Price: how much are you going to spend for it?
Location: do you need a local database (same machine) or a remote one (LAN or WAN)?
Operating system support: which OS should it run on?
System requirements: do you need a database with a small footprint, or you can use one with a larger one (hopefully in exchange of better performances)?
Performances: what are the required performances?
Concurrent users: how much user will connect to the database concurrently?
Full text indexing and searching: not all databases offer it out of the box
Manageability: some databases may require more management than others.
There is no "one database fits all" yet.
I'm no DBA so I can't say directly, and honestly I'm not sure that any one person could give a direct answer to this question as it's one of those it just depends scenarios.
http://en.wikipedia.org/wiki/Comparison_of_relational_database_management_systems
That's a good starting point to compare features and platform compatibility. I think the major thing to consider here is what hardware will be running it and how can you best utilize that to accomplish the task at hand.

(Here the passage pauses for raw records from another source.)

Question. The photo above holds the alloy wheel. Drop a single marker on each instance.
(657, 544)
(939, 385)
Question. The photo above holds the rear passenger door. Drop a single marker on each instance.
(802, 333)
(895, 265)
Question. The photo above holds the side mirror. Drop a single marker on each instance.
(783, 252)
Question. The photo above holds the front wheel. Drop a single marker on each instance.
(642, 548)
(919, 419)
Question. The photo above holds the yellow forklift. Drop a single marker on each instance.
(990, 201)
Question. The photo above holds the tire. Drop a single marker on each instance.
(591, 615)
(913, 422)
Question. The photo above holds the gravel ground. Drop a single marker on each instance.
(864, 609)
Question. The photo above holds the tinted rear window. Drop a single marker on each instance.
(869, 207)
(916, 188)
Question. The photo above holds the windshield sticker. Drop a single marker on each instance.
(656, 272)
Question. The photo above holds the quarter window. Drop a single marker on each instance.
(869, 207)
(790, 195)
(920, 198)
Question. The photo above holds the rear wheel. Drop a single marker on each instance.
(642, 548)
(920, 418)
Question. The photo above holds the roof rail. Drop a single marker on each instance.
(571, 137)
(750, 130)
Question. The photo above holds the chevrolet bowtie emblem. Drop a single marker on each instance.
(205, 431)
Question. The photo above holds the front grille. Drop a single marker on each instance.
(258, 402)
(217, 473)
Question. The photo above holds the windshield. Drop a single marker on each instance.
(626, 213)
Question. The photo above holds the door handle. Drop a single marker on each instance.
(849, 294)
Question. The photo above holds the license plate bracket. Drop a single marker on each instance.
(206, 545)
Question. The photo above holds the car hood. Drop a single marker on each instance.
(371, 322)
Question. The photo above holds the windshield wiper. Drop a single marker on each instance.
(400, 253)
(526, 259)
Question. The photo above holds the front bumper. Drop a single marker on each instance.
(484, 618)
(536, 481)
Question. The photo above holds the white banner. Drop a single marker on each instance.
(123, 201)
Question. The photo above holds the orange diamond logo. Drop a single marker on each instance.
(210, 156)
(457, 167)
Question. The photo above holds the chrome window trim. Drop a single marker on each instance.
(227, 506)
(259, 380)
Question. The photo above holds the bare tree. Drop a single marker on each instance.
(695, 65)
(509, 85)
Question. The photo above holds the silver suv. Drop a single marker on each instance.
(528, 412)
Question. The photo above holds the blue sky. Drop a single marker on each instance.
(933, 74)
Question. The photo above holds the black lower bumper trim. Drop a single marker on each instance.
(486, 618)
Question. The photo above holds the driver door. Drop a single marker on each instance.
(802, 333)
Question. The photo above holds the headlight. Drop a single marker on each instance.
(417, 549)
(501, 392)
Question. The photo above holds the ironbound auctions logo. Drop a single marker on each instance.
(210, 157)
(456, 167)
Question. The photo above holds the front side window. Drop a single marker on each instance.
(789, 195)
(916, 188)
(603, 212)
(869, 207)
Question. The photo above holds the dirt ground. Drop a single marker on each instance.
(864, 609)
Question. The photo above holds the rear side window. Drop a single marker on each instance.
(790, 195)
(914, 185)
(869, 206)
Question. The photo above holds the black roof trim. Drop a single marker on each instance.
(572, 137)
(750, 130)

If you have a server farm being sure your DB supports distribution and some sort of load balancing (most do to some degree from what I understand).

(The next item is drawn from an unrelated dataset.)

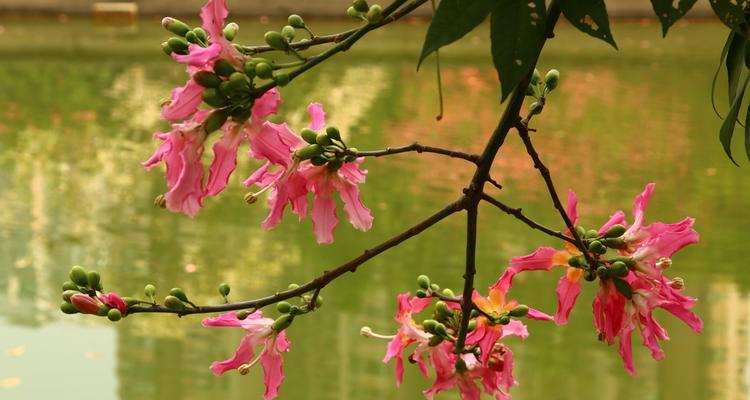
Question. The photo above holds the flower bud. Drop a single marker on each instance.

To speed up searching unless you code up a custom algorithm that searches the compressed version somehow I think you're going to want to keep the data un-compressed. Searching the compressed data actually might be faster. If you're able to use the index for the compressed file to compare against your plain text search parameters then are just looking for those keys that were matched within the index. If any are found in the index check for them within the compressed data. Without tons of custom code I haven't heard of any DB that supports this idea of searching compressed text (though I could easily be wrong on this point).
If the entire data set needs to be decompressed before doing the search it will very likely be much slower (memory is relatively cheap compared to CPU time). It looks like Firemonkey has a limited selection of DBs to use so that will help to narrow your choices down as well.
What I would suggest based on your edited question, is to write (or find) a parser or regular expression to extract all the important elements from the HTML that you would like to be searchable. Then store those in a database along with a reference for where they were found in the HTML. In terms of Google like searching, if you mean in terms of how it can correct misspellings and use synonyms, you probably need some sort of custom code to do dictionary look ups for spelling and thesaurus look ups for synonyms. I believe full text searching in any modern DB will handle the need to query with LIKE or similar statements in the where clause.
Looks like ldsandon's answer covers most of this anyhow. TLDR; if not thanks for reading.
I would recommend PostgreSQL for this task. It has good performance, and built in full text search capability for Google-like searching. And it's free and open source.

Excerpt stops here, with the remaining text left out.